- Battle of Kasur (1807): Part of the Afghan–Sikh Wars
| Date | 10 February 1807 |
| Location | Kasur, Punjab, Pakistan31°7′0″N 74°27′0″E﻿ / ﻿31.11667°N 74.45000°E |
| Result | Sikh victory; |
| Territorial changes | Kasur became part of Sikh Empire |

Belligerents
- Sikh Empire: Durrani Empire

Commanders and leaders
- Ranjit Singh Jodh Singh Hari Singh: Qutub ud Din

Strength
- 10,000: Unknown

Casualties and losses
- Unknown: 200 captured

= Battle of Kasur =

Battle in the Afghan–Sikh Wars

The battle of Kasur took place on 10 February 1807 between the Sikh Empire and the Afghan-appointed governor of Kasur, and was a part of the Afghan–Sikh Wars.

==Battle==

The battle was led by maharaja Ranjit Singh and Jodh Singh Ramgarhia as Kasur had been a long thorn in the side of Ranjit Singh's power due to its proximity to his capital city of Lahore. The battle was also Hari Singh's first significant participation in a Sikh conquest by assuming charge of an independent contingent in 1807. After the defeat, Qutb ud-Din of Kasur took refuge in the Kasur Fort.

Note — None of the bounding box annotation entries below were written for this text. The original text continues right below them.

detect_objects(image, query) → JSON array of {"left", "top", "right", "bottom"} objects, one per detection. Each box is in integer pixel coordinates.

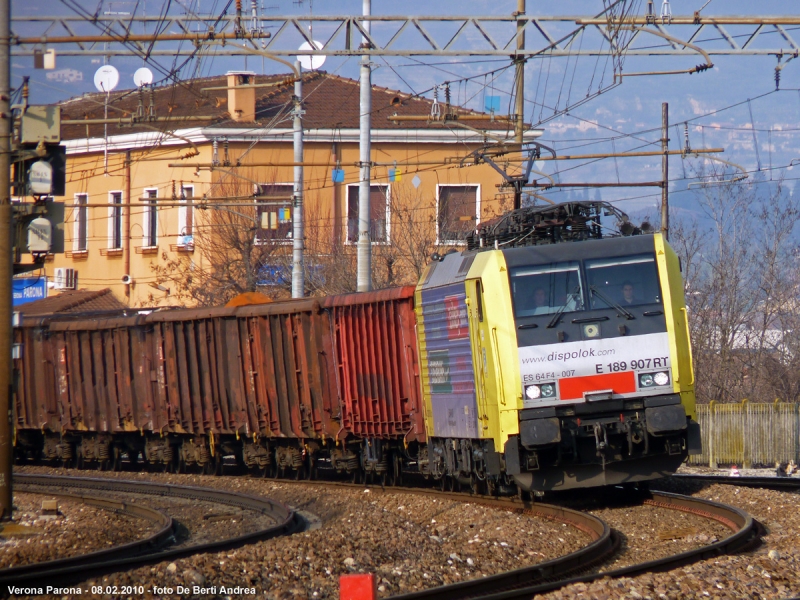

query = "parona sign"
[
  {"left": 28, "top": 160, "right": 53, "bottom": 196},
  {"left": 11, "top": 277, "right": 47, "bottom": 306}
]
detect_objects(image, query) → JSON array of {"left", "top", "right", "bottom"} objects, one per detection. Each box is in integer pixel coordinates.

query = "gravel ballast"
[
  {"left": 0, "top": 493, "right": 162, "bottom": 569},
  {"left": 6, "top": 468, "right": 800, "bottom": 600}
]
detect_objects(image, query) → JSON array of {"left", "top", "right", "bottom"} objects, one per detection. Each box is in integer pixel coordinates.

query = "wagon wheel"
[
  {"left": 128, "top": 450, "right": 139, "bottom": 471},
  {"left": 517, "top": 484, "right": 531, "bottom": 502},
  {"left": 469, "top": 473, "right": 482, "bottom": 496},
  {"left": 392, "top": 454, "right": 403, "bottom": 485},
  {"left": 111, "top": 446, "right": 122, "bottom": 471}
]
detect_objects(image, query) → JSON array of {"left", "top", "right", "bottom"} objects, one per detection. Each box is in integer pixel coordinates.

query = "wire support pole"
[
  {"left": 356, "top": 0, "right": 372, "bottom": 292},
  {"left": 0, "top": 0, "right": 14, "bottom": 521},
  {"left": 514, "top": 0, "right": 525, "bottom": 210},
  {"left": 661, "top": 102, "right": 669, "bottom": 240},
  {"left": 292, "top": 61, "right": 305, "bottom": 298}
]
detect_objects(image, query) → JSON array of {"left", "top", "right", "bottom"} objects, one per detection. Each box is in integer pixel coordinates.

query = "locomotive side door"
[{"left": 466, "top": 279, "right": 497, "bottom": 439}]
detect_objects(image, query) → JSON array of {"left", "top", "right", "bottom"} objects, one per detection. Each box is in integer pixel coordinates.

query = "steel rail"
[
  {"left": 272, "top": 478, "right": 752, "bottom": 600},
  {"left": 258, "top": 479, "right": 620, "bottom": 600},
  {"left": 0, "top": 473, "right": 301, "bottom": 586},
  {"left": 0, "top": 484, "right": 175, "bottom": 586},
  {"left": 432, "top": 492, "right": 760, "bottom": 600}
]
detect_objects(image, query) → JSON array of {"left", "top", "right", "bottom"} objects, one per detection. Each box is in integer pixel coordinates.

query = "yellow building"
[{"left": 45, "top": 72, "right": 540, "bottom": 307}]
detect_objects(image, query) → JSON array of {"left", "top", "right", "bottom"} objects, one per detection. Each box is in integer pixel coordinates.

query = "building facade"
[{"left": 34, "top": 72, "right": 540, "bottom": 307}]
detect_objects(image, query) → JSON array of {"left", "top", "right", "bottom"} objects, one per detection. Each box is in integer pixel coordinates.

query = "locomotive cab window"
[
  {"left": 510, "top": 261, "right": 583, "bottom": 318},
  {"left": 585, "top": 254, "right": 661, "bottom": 308}
]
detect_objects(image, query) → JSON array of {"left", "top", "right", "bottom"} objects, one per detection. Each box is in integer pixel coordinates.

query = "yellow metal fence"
[{"left": 689, "top": 400, "right": 800, "bottom": 469}]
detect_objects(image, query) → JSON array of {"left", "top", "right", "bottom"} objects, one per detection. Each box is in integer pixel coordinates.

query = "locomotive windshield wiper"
[
  {"left": 547, "top": 284, "right": 581, "bottom": 329},
  {"left": 589, "top": 285, "right": 636, "bottom": 321}
]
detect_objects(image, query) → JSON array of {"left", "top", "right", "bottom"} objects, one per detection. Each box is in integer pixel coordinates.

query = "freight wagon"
[{"left": 14, "top": 203, "right": 700, "bottom": 493}]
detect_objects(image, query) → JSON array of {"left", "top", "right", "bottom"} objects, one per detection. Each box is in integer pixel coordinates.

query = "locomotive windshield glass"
[
  {"left": 584, "top": 254, "right": 661, "bottom": 308},
  {"left": 511, "top": 261, "right": 583, "bottom": 318}
]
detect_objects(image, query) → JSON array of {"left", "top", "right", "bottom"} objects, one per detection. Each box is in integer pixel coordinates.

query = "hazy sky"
[{"left": 12, "top": 0, "right": 800, "bottom": 209}]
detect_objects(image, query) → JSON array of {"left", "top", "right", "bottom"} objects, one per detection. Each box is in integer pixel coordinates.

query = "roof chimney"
[{"left": 227, "top": 71, "right": 256, "bottom": 121}]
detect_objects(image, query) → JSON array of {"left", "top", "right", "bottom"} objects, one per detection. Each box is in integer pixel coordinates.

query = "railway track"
[
  {"left": 255, "top": 480, "right": 756, "bottom": 600},
  {"left": 382, "top": 492, "right": 758, "bottom": 600},
  {"left": 0, "top": 473, "right": 300, "bottom": 587},
  {"left": 0, "top": 475, "right": 768, "bottom": 600}
]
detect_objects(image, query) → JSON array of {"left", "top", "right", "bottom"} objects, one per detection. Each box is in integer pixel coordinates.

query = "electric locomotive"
[{"left": 415, "top": 202, "right": 700, "bottom": 492}]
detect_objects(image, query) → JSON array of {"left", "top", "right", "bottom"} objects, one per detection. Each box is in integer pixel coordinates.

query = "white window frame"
[
  {"left": 178, "top": 184, "right": 194, "bottom": 248},
  {"left": 436, "top": 183, "right": 481, "bottom": 246},
  {"left": 142, "top": 187, "right": 158, "bottom": 248},
  {"left": 344, "top": 183, "right": 392, "bottom": 246},
  {"left": 72, "top": 192, "right": 89, "bottom": 252},
  {"left": 253, "top": 181, "right": 294, "bottom": 246},
  {"left": 108, "top": 190, "right": 125, "bottom": 250}
]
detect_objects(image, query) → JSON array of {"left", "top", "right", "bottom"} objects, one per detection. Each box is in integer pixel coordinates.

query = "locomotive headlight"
[
  {"left": 525, "top": 385, "right": 542, "bottom": 400},
  {"left": 653, "top": 371, "right": 669, "bottom": 385}
]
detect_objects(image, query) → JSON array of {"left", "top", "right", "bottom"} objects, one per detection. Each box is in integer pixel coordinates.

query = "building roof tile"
[
  {"left": 14, "top": 288, "right": 127, "bottom": 317},
  {"left": 61, "top": 71, "right": 513, "bottom": 140}
]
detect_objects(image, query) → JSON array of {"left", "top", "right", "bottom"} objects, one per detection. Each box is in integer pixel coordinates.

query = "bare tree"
[{"left": 671, "top": 165, "right": 800, "bottom": 402}]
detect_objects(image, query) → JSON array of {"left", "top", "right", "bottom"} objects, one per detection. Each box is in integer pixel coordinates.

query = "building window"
[
  {"left": 255, "top": 183, "right": 294, "bottom": 245},
  {"left": 178, "top": 185, "right": 194, "bottom": 247},
  {"left": 72, "top": 194, "right": 89, "bottom": 252},
  {"left": 142, "top": 188, "right": 158, "bottom": 248},
  {"left": 436, "top": 185, "right": 481, "bottom": 244},
  {"left": 347, "top": 184, "right": 390, "bottom": 244},
  {"left": 108, "top": 192, "right": 122, "bottom": 250}
]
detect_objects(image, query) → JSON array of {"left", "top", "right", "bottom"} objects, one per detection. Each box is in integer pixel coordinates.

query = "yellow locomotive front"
[
  {"left": 420, "top": 204, "right": 700, "bottom": 491},
  {"left": 503, "top": 234, "right": 699, "bottom": 490}
]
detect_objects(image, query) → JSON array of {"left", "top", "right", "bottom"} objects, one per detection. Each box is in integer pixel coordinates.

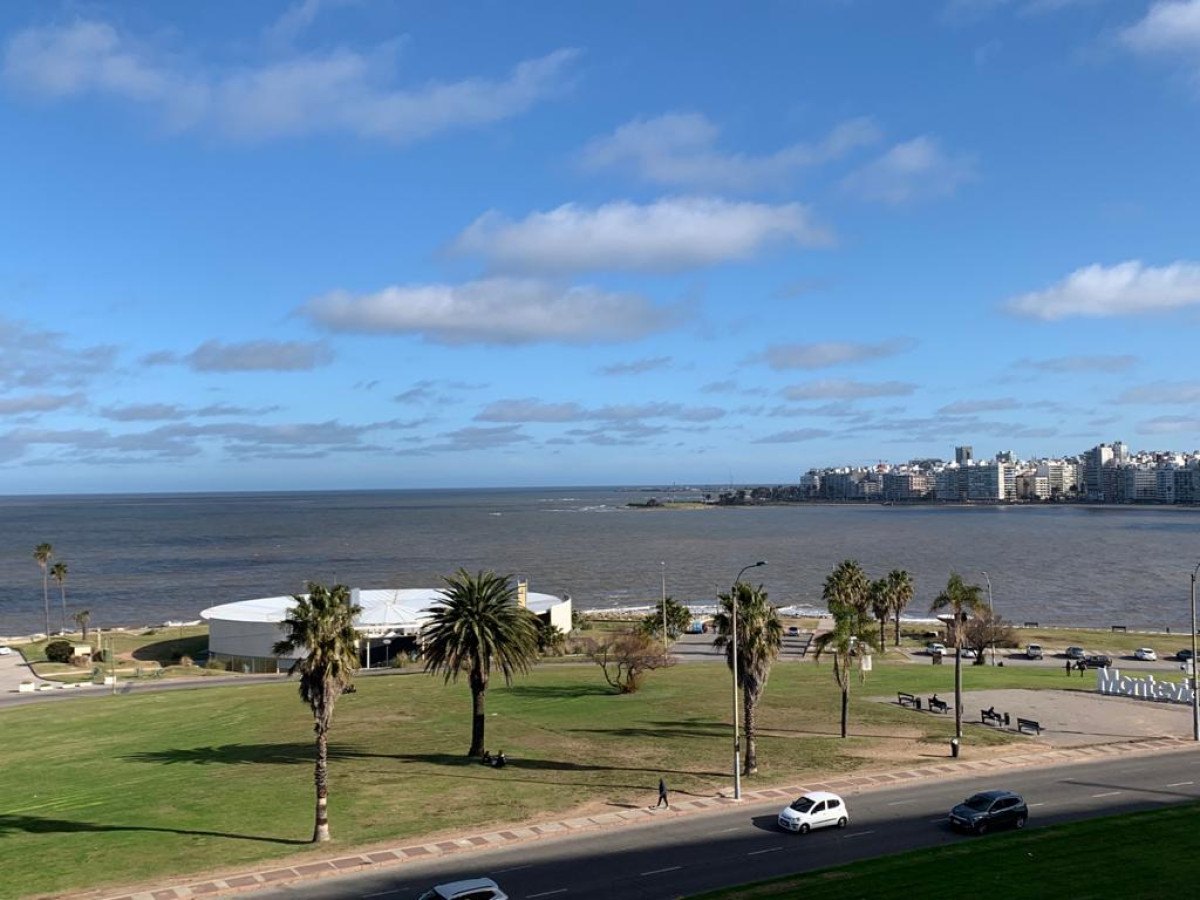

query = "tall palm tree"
[
  {"left": 888, "top": 569, "right": 913, "bottom": 647},
  {"left": 866, "top": 578, "right": 892, "bottom": 652},
  {"left": 275, "top": 582, "right": 362, "bottom": 844},
  {"left": 713, "top": 581, "right": 784, "bottom": 775},
  {"left": 930, "top": 572, "right": 984, "bottom": 738},
  {"left": 812, "top": 592, "right": 875, "bottom": 737},
  {"left": 821, "top": 559, "right": 870, "bottom": 612},
  {"left": 71, "top": 610, "right": 91, "bottom": 641},
  {"left": 421, "top": 569, "right": 538, "bottom": 756},
  {"left": 50, "top": 559, "right": 67, "bottom": 631},
  {"left": 34, "top": 542, "right": 54, "bottom": 638}
]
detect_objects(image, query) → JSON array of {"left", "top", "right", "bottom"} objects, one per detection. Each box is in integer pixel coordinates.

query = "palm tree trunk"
[
  {"left": 470, "top": 684, "right": 487, "bottom": 756},
  {"left": 742, "top": 689, "right": 758, "bottom": 775},
  {"left": 312, "top": 725, "right": 329, "bottom": 844}
]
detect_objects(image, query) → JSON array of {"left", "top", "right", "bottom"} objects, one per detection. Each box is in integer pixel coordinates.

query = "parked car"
[
  {"left": 779, "top": 791, "right": 850, "bottom": 834},
  {"left": 950, "top": 791, "right": 1030, "bottom": 834},
  {"left": 416, "top": 878, "right": 509, "bottom": 900}
]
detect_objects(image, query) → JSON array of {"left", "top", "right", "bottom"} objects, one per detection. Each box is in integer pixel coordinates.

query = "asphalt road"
[{"left": 250, "top": 751, "right": 1200, "bottom": 900}]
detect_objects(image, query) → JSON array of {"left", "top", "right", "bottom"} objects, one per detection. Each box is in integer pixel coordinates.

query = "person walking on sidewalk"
[{"left": 654, "top": 778, "right": 671, "bottom": 809}]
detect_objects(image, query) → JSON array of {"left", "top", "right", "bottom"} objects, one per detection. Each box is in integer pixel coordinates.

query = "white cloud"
[
  {"left": 782, "top": 378, "right": 917, "bottom": 400},
  {"left": 304, "top": 278, "right": 682, "bottom": 344},
  {"left": 4, "top": 19, "right": 577, "bottom": 144},
  {"left": 582, "top": 113, "right": 880, "bottom": 190},
  {"left": 841, "top": 134, "right": 976, "bottom": 205},
  {"left": 756, "top": 337, "right": 917, "bottom": 370},
  {"left": 450, "top": 197, "right": 833, "bottom": 272},
  {"left": 1004, "top": 259, "right": 1200, "bottom": 320},
  {"left": 184, "top": 340, "right": 334, "bottom": 372}
]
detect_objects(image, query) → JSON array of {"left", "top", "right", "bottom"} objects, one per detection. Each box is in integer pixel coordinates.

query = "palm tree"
[
  {"left": 50, "top": 559, "right": 67, "bottom": 631},
  {"left": 713, "top": 581, "right": 784, "bottom": 775},
  {"left": 275, "top": 582, "right": 362, "bottom": 844},
  {"left": 821, "top": 559, "right": 870, "bottom": 612},
  {"left": 866, "top": 578, "right": 892, "bottom": 652},
  {"left": 421, "top": 569, "right": 538, "bottom": 756},
  {"left": 34, "top": 542, "right": 54, "bottom": 638},
  {"left": 814, "top": 592, "right": 875, "bottom": 737},
  {"left": 930, "top": 572, "right": 984, "bottom": 738},
  {"left": 888, "top": 569, "right": 913, "bottom": 647}
]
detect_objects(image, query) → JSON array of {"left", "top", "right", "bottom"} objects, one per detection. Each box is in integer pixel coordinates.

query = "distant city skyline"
[{"left": 0, "top": 0, "right": 1200, "bottom": 494}]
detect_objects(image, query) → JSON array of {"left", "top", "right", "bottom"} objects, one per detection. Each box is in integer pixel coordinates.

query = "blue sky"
[{"left": 0, "top": 0, "right": 1200, "bottom": 493}]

The siege continued for a month, which saw bombardment and skirmishes. Finally Phula Singh and his nihangs made a breach into the walls of fort, and Kasur fell to the Sikhs. Qutb ud-Din was captured but was given a small jagir at Mamdot. During the campaign, Hari Singh Nalwa showed remarkable bravery and dexterity. and as a result, was granted a jagir in recognition of his services.

After the victory Kasur was annexed into Sikh Empire in March 1807.